George Dole of Bath, Maine, was fifth in the May 1954 race at Iffley Road track in Oxford in which Roger Bannister became the first person ever to break the four-minute mile barrier.

(NEWS CENTER Maine) -- On May 6, 1954, a young man from Maine became part of sports history.

That was the day in England when Roger Bannister became the first racer to run a mile in less than four minutes. The four-minute mile had been one of those seemingly impossible barriers in sports for a number of years, until Bannister broke it by just six-tenths of a second.

Running the race with him was George Dole, from Bath. Dole had started running as a student at Morse High School, then was on the Yale University track team. He was a graduate student at Oxford University in England, and a member of that school's track team at the time of the record-setting race.

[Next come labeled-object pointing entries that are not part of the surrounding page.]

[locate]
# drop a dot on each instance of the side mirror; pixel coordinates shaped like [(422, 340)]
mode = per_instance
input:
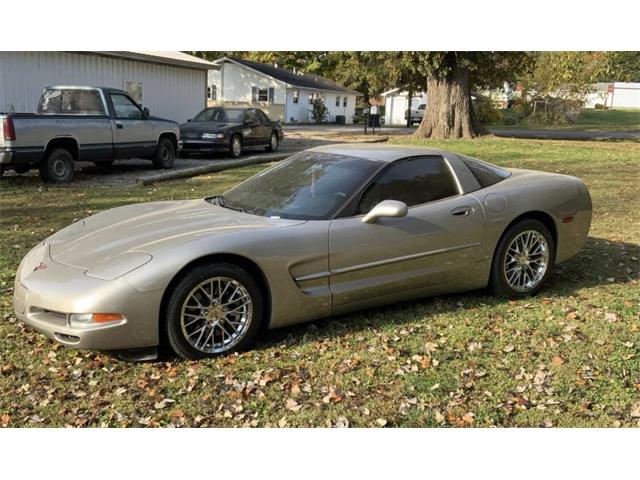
[(386, 208)]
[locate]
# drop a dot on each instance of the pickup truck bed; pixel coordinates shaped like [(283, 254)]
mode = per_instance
[(112, 127)]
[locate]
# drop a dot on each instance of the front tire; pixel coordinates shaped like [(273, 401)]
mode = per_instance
[(58, 167), (235, 146), (523, 260), (165, 154), (274, 142), (213, 310)]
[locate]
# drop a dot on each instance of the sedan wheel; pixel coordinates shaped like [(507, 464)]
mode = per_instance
[(523, 260), (214, 310), (236, 147), (273, 142)]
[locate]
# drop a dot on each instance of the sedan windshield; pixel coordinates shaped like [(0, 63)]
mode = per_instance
[(234, 115), (307, 186)]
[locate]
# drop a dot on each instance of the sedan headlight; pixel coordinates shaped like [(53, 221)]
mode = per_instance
[(119, 266)]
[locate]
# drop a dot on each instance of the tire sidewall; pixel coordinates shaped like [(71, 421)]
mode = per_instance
[(499, 283), (173, 329), (160, 162), (48, 171), (271, 148), (233, 154)]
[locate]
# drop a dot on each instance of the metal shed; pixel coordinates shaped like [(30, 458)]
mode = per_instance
[(172, 85)]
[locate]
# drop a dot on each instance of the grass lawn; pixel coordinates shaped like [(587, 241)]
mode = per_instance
[(622, 120), (568, 357)]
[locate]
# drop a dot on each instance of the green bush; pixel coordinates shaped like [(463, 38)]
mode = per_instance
[(319, 112), (486, 111)]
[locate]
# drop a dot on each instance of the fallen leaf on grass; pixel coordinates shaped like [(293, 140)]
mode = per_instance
[(292, 405), (342, 422)]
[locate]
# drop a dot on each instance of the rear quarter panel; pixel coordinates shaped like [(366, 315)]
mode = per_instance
[(558, 196)]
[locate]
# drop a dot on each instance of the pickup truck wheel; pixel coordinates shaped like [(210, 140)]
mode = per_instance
[(164, 155), (58, 167)]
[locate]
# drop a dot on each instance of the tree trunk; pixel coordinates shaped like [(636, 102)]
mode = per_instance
[(449, 111), (410, 98)]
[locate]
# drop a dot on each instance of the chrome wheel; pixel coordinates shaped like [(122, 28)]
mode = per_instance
[(526, 261), (236, 146), (216, 314)]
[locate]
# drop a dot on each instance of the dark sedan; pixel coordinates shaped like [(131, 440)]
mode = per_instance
[(219, 129)]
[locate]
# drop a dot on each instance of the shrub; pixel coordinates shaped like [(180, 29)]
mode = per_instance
[(486, 111), (319, 112)]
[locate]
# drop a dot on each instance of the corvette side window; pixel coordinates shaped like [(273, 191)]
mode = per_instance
[(413, 181)]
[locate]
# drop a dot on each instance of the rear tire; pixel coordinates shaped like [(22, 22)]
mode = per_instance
[(58, 167), (198, 315), (165, 154), (235, 146), (520, 270)]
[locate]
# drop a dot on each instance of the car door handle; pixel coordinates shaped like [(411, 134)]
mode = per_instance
[(462, 211)]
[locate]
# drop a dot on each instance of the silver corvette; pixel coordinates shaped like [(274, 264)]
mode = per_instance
[(329, 230)]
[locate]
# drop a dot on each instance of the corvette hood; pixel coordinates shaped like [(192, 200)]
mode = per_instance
[(145, 227)]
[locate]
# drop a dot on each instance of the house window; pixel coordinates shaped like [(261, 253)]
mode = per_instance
[(262, 95), (212, 92)]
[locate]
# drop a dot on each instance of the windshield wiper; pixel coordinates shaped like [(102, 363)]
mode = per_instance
[(219, 199)]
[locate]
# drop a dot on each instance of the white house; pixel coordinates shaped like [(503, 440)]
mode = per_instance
[(282, 94), (171, 84), (395, 105)]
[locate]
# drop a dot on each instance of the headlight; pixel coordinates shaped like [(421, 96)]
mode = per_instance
[(93, 320), (119, 266)]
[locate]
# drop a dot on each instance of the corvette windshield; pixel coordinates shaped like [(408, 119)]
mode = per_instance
[(220, 115), (307, 186)]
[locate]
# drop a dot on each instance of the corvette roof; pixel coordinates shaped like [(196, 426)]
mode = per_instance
[(376, 151)]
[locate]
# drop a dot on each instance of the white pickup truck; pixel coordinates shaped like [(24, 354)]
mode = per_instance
[(75, 123)]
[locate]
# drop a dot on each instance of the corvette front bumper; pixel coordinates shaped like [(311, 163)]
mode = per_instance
[(45, 296)]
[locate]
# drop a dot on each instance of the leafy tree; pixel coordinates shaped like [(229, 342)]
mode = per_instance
[(450, 78)]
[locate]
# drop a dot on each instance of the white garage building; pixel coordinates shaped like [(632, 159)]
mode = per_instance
[(284, 95), (171, 85), (396, 104)]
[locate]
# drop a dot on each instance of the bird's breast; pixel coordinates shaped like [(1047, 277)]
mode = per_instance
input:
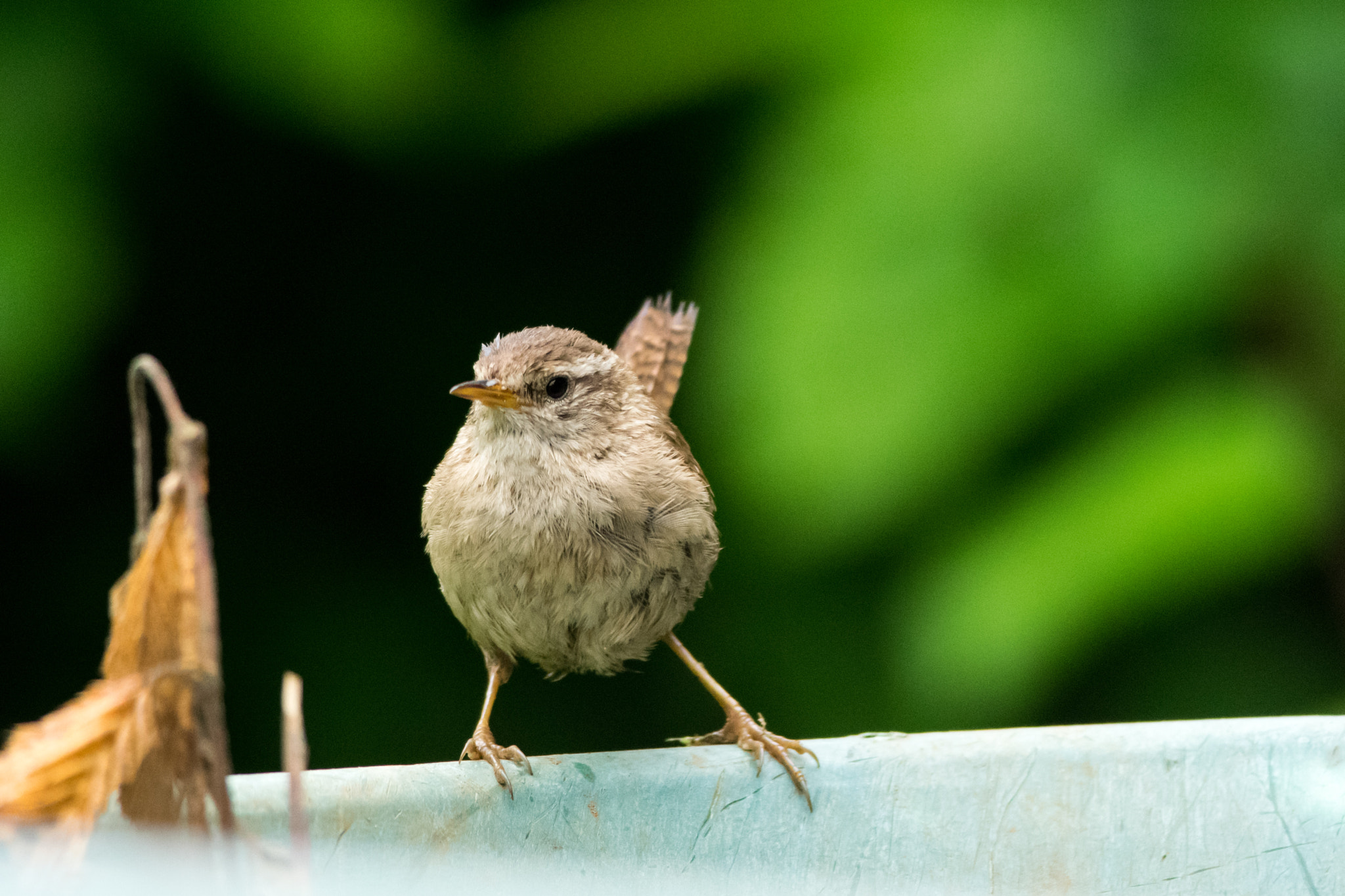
[(577, 566)]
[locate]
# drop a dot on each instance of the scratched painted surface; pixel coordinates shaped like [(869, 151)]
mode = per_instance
[(1223, 806)]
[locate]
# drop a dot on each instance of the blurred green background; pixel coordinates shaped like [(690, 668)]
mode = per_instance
[(1019, 373)]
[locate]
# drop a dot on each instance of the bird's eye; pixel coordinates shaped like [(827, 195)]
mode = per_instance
[(558, 386)]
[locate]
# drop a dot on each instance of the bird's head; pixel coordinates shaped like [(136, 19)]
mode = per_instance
[(546, 382)]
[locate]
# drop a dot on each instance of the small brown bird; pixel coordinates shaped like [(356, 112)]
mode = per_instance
[(569, 523)]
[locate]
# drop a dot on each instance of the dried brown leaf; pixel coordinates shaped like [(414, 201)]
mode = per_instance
[(154, 726), (65, 766)]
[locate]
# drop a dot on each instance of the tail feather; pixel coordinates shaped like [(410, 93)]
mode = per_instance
[(655, 344)]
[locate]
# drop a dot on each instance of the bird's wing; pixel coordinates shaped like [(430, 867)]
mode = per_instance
[(654, 345)]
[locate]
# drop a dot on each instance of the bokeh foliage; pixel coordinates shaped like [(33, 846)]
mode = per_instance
[(1017, 378)]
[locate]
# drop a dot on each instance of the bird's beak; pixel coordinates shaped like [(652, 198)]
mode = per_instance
[(487, 393)]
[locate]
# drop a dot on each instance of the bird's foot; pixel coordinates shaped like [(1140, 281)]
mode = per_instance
[(753, 738), (482, 746)]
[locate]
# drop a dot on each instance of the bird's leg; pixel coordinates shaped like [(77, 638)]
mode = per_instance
[(739, 726), (482, 743)]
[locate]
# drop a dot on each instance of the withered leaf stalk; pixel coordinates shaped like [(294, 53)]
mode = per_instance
[(154, 726)]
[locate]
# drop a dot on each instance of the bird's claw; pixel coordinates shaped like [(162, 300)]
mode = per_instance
[(755, 739), (482, 746)]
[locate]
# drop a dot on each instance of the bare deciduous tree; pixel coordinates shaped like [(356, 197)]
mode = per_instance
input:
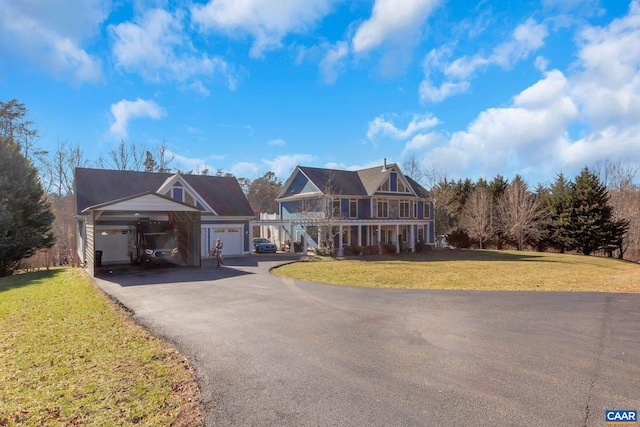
[(624, 197), (520, 211), (477, 217), (127, 156)]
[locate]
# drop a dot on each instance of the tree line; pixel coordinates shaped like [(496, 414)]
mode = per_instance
[(37, 224), (596, 212), (593, 213)]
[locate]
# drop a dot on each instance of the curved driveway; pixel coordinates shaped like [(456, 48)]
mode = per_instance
[(272, 351)]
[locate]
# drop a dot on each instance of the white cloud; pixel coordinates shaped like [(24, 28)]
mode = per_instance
[(282, 166), (526, 39), (423, 141), (51, 34), (125, 110), (381, 127), (431, 93), (396, 21), (610, 143), (245, 170), (333, 61), (277, 142), (266, 21), (157, 47), (608, 82)]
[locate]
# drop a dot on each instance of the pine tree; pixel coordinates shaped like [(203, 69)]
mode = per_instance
[(559, 204), (592, 226), (25, 215)]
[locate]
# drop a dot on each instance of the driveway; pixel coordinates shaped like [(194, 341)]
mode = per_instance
[(281, 352)]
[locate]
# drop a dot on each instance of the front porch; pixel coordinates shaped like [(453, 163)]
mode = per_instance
[(403, 234)]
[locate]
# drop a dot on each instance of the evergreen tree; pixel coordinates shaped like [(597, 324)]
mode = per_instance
[(592, 226), (25, 215)]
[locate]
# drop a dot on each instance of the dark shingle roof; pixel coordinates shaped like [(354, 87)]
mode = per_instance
[(97, 186), (363, 182)]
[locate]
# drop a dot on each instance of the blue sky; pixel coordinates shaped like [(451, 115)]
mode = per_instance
[(250, 86)]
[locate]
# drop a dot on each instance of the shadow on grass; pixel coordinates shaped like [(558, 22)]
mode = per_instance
[(25, 279), (445, 255), (129, 275)]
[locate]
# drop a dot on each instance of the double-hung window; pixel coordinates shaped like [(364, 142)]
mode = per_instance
[(405, 208), (382, 208)]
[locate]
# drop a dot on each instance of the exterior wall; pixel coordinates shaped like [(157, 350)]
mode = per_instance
[(301, 185), (364, 209), (90, 246), (209, 223)]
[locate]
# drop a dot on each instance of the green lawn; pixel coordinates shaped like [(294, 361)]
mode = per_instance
[(69, 357), (473, 269)]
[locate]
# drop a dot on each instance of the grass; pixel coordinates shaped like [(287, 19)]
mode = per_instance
[(474, 269), (69, 357)]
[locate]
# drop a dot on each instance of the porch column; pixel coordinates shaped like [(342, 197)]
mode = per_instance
[(291, 235), (305, 242), (413, 237)]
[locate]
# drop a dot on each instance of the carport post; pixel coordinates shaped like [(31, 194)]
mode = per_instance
[(291, 248)]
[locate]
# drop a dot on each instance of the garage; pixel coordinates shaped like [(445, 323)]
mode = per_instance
[(111, 203), (114, 242), (230, 235)]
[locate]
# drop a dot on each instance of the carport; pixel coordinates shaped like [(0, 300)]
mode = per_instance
[(106, 230)]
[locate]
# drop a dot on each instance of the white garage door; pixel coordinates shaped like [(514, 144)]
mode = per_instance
[(113, 241), (231, 237)]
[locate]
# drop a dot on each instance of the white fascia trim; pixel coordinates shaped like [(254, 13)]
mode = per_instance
[(170, 182)]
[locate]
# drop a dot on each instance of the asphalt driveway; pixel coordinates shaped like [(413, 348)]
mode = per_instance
[(272, 351)]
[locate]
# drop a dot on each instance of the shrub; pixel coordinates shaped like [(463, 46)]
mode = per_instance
[(324, 251), (388, 249), (352, 250), (459, 239), (370, 250)]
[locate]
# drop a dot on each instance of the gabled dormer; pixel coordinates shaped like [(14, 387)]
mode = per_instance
[(394, 182), (177, 188)]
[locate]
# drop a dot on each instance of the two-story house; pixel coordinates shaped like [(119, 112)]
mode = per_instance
[(359, 208), (111, 205)]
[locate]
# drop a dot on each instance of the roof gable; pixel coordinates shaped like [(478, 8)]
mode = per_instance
[(360, 183), (98, 186), (149, 202)]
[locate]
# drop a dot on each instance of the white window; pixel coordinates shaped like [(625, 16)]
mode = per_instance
[(177, 193), (405, 211), (382, 208), (353, 208), (336, 208)]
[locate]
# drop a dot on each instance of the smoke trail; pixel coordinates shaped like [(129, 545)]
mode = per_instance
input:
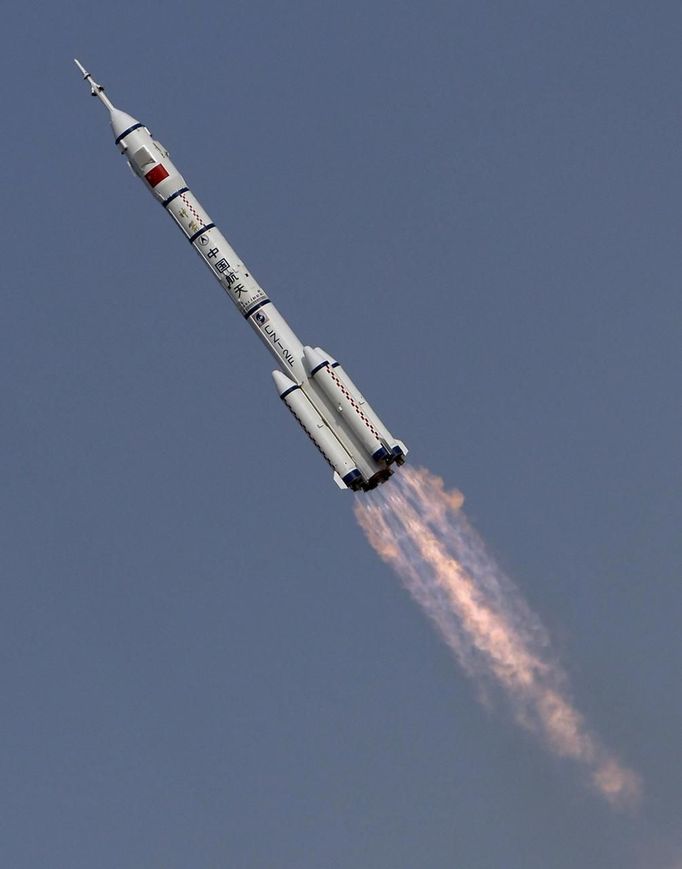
[(417, 527)]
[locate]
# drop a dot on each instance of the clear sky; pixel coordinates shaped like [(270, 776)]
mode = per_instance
[(476, 206)]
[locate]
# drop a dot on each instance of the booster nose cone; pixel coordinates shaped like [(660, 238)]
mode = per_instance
[(313, 360), (283, 384), (121, 122)]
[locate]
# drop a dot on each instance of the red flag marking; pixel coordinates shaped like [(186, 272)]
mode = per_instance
[(156, 175)]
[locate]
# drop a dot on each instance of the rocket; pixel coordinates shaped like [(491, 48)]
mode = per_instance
[(329, 407)]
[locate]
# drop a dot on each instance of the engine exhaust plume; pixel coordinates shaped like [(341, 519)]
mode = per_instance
[(418, 527)]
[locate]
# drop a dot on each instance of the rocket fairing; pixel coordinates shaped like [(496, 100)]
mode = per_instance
[(329, 407)]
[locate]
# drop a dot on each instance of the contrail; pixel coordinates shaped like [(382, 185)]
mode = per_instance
[(418, 527)]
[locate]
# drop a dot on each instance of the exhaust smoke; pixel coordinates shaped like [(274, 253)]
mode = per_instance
[(418, 527)]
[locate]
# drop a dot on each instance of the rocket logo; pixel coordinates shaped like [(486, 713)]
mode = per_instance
[(156, 175)]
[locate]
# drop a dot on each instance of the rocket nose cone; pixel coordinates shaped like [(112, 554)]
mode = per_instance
[(121, 122)]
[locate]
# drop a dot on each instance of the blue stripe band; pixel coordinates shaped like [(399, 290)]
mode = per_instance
[(256, 307), (173, 196), (291, 389), (126, 132), (201, 231)]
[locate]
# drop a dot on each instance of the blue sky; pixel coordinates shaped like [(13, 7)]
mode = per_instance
[(476, 207)]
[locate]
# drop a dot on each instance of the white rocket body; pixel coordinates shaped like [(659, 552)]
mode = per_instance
[(329, 407)]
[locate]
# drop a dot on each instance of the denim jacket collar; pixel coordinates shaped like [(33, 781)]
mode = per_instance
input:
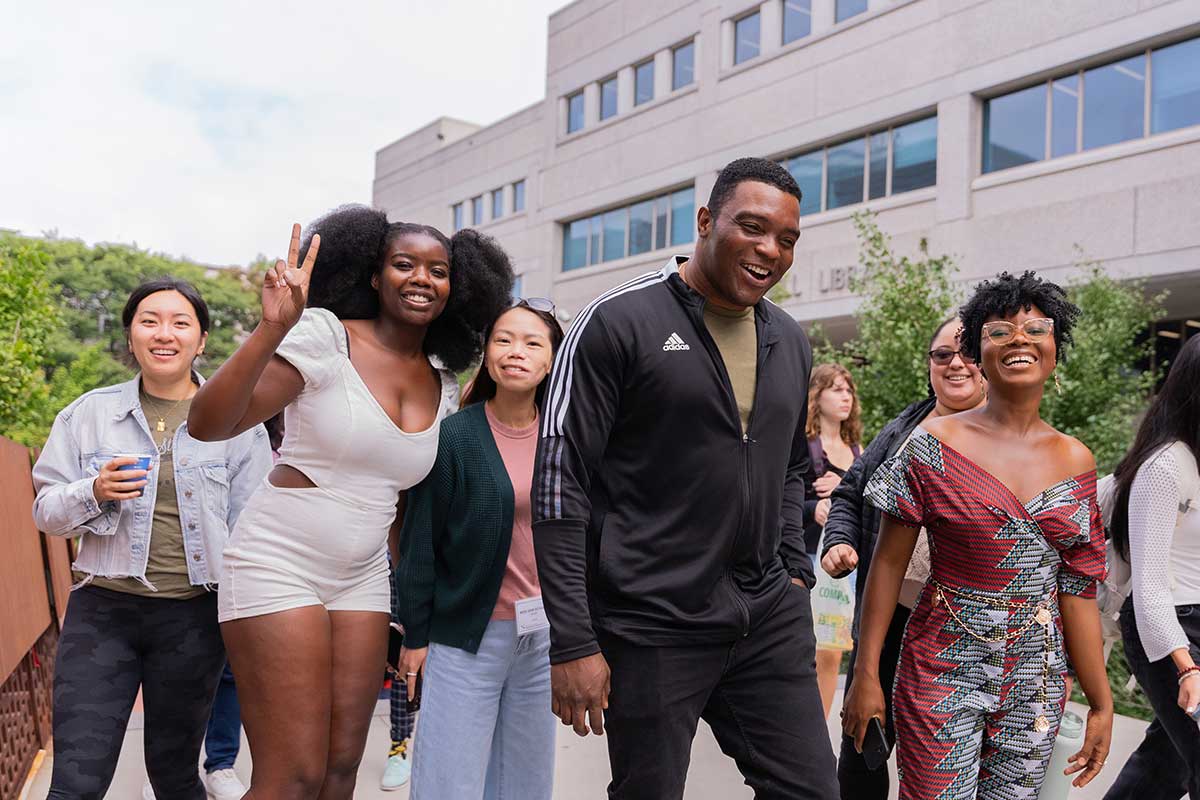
[(131, 395)]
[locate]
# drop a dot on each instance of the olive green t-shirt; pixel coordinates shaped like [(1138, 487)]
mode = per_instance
[(167, 561), (738, 342)]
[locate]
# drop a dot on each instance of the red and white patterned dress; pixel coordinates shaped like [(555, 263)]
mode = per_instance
[(979, 689)]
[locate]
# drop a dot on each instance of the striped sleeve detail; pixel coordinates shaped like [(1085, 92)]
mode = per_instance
[(561, 391)]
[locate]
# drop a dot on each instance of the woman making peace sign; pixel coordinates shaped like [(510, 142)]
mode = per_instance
[(358, 348)]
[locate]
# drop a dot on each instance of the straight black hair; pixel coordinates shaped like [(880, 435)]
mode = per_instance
[(166, 283), (1174, 415), (483, 386)]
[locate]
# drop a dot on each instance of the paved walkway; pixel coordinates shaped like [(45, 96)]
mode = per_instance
[(582, 768)]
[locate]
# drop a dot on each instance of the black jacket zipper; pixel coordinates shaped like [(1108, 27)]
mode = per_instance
[(744, 445)]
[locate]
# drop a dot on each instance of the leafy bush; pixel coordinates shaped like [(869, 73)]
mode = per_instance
[(60, 320), (1103, 392)]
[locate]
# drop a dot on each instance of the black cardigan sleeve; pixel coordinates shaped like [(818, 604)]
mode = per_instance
[(425, 518), (845, 522)]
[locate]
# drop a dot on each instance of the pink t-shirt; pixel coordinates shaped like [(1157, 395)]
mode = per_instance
[(517, 450)]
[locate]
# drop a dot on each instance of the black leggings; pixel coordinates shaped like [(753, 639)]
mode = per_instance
[(113, 643), (857, 781), (1167, 764)]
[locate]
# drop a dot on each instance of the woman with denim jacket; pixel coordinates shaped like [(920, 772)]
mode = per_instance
[(144, 611)]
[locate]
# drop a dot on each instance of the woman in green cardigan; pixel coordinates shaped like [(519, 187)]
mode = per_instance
[(468, 594)]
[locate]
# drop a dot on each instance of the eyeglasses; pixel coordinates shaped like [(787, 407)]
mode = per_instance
[(537, 304), (1002, 331), (942, 356)]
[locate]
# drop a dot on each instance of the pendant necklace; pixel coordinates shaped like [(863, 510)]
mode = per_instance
[(161, 425)]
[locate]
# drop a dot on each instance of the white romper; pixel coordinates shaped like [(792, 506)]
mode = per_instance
[(328, 545)]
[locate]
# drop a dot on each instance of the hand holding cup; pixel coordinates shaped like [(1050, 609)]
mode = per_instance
[(121, 479)]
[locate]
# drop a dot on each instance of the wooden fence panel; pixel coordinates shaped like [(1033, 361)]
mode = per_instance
[(24, 603)]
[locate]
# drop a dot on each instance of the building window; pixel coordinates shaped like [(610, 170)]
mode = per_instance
[(797, 19), (847, 8), (747, 37), (877, 164), (1065, 115), (844, 184), (1093, 108), (575, 113), (631, 229), (1115, 106), (683, 66), (886, 162), (1175, 90), (1014, 128), (643, 83), (641, 227), (609, 98), (683, 216), (913, 155), (808, 170)]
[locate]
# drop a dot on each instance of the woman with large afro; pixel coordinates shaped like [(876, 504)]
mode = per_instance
[(364, 328), (1017, 548)]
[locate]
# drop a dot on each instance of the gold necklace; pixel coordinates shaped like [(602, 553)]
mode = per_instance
[(161, 425)]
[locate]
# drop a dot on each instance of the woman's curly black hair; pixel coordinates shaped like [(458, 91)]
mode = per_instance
[(354, 240), (1008, 295)]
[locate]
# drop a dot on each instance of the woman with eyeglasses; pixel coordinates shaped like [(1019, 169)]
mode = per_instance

Dole told NEWS CENTER there was great anticipation of breaking the four-minute mile, as well as some doubt it would ever happen. He says that day's race was between Oxford and the Britain AAU, and that Bannister and two other runners entered with the goal of beating the four-minute mark.

Dole started on the pole. He ran hard for the first hundred yards. At that point, three elite runners moved to the front and Dole faded out of the screen and into a happy and productive life.

He had run 4:10 before, but on that day he started too fast, and ended up in fifth place at 4:25.

Dole said he was so interested in what was happening in front of him, that he didn't pay too much attention to what he was doing. He was just past halfway through the final lap when Bannister finished. Dole said he could not see the finish because of all the people on the infield.

He says he still remembers the announcer giving the time for the race, and when he started saying the time as "three minutes…" Dole says people started cheering so loudly they couldn't hear the rest of the number.

It was a milestone moment in sports, although Bannister's record would be broken by an Australian runner a month and a half later.

"I always said I was last in the first," Dole told NEWS CENTER. However, at the 40th anniversary of the run, he learned that he had actually passed one of the "rabbits" in the race who had pulled to the outside and jogged to the finish.

Dole was born in Fryeburg and grew up in Bath. He was the valedictorian of his class at Morse High Schoool and did his undergraduate work at Yale.

He says the race is "a nice memory", but less important than the rest of his life. He ran only a couple of weeks after that famous day. Dole returned to the United States and went on to become the Reverend Doctor George Dole, earn a doctorate from Harvard University and have a career as a highly respected theologian.

Dole returned to Bath in 1999 to become pastor of a church. He is a highly respected leader of the Swedenborgian Church. Dole said he was still running regularly at age of 82, and said a few people know about his role in sports history but many do not.